Even if you can't deduct Traditional IRA contributions (due to income phase-outs), you can still contribute to a Roth IRA via the "backdoor Roth" strategy — contribute after-tax to a Traditional IRA, then immediately convert to Roth. This works as long as you have no other pre-tax Traditional IRA balance.

Frequently asked questions

What is the 2025 IRA contribution limit?

$7,000 for under age 50, $8,000 for age 50+ (catch-up). The limit applies across all your IRAs combined — you can't contribute $7,000 to a Traditional AND $7,000 to a Roth.

What is the backdoor Roth IRA strategy?

For high earners who can't contribute directly to a Roth IRA (income phase-out starts at $150K single / $236K married in 2025), the backdoor works: contribute after-tax to a Traditional IRA, then immediately convert to Roth. Works cleanly only if you have no other pre-tax Traditional IRA balance.

Should I prioritize 401(k) or IRA contributions?

Order: (1) 401(k) up to employer match (free money), (2) HSA if eligible (triple tax advantage), (3) max Roth IRA (more investment options, tax-free growth), (4) back to 401(k) up to annual limit, (5) taxable brokerage. The IRA generally has better investment options and lower fees.

What is a Roth conversion ladder?

Strategy for early retirees to access Traditional IRA funds before age 59½ without penalty. Each year, convert an amount equal to your standard deduction to Roth. Pay no federal tax on the conversion. After 5 years, withdraw the converted amount tax- and penalty-free.

Can I contribute to both 401(k) and IRA?

Yes, simultaneously. The contribution limits are separate. However, if you (or your spouse) have a workplace retirement plan, Traditional IRA deductions phase out at certain income levels. Roth IRA contributions also phase out at high incomes.

What happens if I over-contribute to my IRA?

You'll owe a 6% excise tax on the excess each year until you withdraw it. Withdraw the excess (plus any earnings on it) before your tax filing deadline (including extensions) to avoid the penalty.
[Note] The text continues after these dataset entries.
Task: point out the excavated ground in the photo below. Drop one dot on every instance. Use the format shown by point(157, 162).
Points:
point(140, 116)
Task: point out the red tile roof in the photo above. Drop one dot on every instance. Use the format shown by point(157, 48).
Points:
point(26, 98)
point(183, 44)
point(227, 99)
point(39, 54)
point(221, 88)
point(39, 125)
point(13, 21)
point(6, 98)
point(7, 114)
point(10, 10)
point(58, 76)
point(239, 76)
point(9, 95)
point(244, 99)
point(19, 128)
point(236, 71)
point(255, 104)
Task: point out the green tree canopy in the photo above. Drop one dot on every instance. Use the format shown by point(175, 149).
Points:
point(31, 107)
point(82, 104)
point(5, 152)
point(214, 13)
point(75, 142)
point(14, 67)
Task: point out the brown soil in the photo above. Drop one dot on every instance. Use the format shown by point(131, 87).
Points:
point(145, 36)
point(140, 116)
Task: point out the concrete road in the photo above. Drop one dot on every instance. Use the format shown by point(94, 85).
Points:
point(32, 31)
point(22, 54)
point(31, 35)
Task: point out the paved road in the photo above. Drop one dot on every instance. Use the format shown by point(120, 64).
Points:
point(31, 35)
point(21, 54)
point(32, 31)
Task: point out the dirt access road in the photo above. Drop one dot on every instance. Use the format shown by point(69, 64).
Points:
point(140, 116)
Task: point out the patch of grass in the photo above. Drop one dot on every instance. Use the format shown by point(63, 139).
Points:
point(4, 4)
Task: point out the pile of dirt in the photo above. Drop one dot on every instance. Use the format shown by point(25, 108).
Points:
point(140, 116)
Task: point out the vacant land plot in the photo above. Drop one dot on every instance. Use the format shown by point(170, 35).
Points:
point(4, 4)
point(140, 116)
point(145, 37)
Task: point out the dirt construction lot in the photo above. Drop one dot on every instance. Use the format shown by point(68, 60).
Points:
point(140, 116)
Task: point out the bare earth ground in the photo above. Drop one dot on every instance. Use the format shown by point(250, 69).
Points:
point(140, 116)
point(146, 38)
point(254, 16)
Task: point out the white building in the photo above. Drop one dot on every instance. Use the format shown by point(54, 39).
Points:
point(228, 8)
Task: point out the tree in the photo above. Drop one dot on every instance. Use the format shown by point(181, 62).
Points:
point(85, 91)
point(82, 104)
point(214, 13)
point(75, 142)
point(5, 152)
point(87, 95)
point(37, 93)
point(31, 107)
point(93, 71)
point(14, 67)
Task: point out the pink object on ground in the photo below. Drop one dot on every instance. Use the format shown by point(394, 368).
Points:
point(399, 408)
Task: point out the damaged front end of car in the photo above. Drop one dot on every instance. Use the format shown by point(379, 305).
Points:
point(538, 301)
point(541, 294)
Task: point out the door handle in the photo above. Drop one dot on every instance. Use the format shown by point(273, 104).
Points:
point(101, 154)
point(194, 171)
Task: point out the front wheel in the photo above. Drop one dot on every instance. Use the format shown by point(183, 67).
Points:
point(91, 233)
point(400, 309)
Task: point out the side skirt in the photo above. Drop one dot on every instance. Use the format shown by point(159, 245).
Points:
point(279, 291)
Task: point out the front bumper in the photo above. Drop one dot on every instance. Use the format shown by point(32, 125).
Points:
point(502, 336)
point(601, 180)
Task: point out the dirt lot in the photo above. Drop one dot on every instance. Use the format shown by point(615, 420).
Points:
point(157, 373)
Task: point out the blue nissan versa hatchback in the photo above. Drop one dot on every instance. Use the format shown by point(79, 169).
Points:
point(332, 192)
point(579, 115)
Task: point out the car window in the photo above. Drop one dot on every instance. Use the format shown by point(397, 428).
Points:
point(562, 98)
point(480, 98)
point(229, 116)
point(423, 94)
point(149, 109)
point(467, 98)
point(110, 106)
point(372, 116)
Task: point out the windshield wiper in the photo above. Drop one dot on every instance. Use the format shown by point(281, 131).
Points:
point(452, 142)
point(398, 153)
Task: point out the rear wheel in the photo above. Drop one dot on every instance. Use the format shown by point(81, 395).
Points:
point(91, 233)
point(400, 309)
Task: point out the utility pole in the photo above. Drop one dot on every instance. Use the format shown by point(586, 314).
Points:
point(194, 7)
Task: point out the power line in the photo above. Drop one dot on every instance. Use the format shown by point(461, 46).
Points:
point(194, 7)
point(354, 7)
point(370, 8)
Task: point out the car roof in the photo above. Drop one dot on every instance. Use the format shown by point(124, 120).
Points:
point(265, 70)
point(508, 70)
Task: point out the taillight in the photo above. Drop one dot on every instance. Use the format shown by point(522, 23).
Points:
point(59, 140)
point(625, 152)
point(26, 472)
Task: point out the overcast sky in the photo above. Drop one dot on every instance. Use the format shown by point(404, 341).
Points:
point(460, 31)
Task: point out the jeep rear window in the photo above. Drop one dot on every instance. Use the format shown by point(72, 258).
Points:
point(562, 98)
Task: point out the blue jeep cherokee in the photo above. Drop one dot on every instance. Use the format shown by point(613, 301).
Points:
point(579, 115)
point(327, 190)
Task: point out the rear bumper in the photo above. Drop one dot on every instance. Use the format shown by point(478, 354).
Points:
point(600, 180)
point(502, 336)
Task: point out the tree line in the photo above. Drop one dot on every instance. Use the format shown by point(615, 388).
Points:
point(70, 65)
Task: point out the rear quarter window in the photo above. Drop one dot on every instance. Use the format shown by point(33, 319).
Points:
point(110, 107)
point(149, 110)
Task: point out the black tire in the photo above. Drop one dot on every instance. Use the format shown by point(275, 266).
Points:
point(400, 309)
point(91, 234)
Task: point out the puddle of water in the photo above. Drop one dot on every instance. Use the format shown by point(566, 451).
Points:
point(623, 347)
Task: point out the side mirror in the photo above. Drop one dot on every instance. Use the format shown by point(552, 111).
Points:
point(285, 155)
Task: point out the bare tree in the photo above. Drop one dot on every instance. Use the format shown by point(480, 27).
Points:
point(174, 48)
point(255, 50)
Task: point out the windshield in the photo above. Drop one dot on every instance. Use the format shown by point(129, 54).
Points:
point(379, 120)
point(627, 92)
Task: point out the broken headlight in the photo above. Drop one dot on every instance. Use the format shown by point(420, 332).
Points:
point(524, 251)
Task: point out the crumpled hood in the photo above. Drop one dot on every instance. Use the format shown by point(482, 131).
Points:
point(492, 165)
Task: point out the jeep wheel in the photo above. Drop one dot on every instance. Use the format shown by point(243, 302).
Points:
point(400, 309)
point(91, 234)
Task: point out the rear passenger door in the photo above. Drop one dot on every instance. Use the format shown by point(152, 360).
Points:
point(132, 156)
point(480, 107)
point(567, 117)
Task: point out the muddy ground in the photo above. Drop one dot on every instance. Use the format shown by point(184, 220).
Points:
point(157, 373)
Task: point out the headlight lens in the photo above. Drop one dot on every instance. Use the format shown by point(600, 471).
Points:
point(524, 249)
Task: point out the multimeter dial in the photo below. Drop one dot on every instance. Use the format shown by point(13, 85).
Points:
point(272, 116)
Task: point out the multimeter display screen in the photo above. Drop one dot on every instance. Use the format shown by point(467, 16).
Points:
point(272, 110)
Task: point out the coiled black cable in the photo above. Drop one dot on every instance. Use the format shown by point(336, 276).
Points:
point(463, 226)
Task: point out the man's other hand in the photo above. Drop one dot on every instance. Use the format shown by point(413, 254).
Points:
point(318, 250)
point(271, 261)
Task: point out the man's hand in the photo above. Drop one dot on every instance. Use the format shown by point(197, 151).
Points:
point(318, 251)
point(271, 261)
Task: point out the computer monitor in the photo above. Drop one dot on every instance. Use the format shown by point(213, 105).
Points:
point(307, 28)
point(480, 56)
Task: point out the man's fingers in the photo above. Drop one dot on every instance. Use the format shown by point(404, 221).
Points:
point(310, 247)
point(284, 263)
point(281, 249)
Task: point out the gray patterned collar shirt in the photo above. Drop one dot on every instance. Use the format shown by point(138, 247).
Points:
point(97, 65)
Most brokers will reverse the contribution if you catch it in time.

What is the difference between Roth IRA and Roth 401(k)?

Roth IRA: $7,000 annual limit (2025), income phase-outs, total control over investments, no RMDs. Roth 401(k): $23,500 annual limit, no income limits, limited to plan investment options, RMDs required (though SECURE 2.0 eliminates these starting 2024).

Glossary of key terms

Traditional IRA
Pre-tax contributions (deductible if under income limits), taxed on withdrawal in retirement.
Roth IRA
After-tax contributions, tax-free withdrawals in retirement. Income limits apply.
Backdoor Roth
Strategy for high earners: contribute to Traditional IRA, convert to Roth. Bypasses income limits.
Roth Conversion
Moving funds from Traditional IRA to Roth IRA. Taxes due on converted amount.
RMD (Required Minimum Distribution)
Mandatory withdrawals from Traditional IRAs starting at age 73 (75 starting 2033). Roth IRAs have no RMDs.

Common mistakes to avoid

  • Not contributing to an IRA because you have a 401(k) — IRAs offer different tax treatment and more investment options
  • Missing the backdoor Roth strategy if you're a high earner — leaves tax-free growth on the table
  • Withdrawing earnings from a Roth IRA before age 59½ — taxes + 10% penalty
  • Not having a Roth component — provides tax diversification in retirement
  • Over-contributing and not catching it — 6% excise tax per year on excess

Pro tips

  • Funding order: 401(k) match → HSA → Roth IRA → 401(k) max → taxable brokerage.
  • If income too high for direct Roth, use backdoor: contribute to Traditional, convert to Roth immediately.
  • Tax-loss harvest in taxable accounts — offset up to $3,000 ordinary income plus unlimited gains.
  • Early retirees: use Roth conversion ladder to access Traditional funds penalty-free before 59½.
  • Tax diversify — have funds in Traditional, Roth, AND taxable accounts for flexibility in retirement.
Results are estimates for educational purposes only and not financial advice. Consult a licensed professional for advice specific to your situation.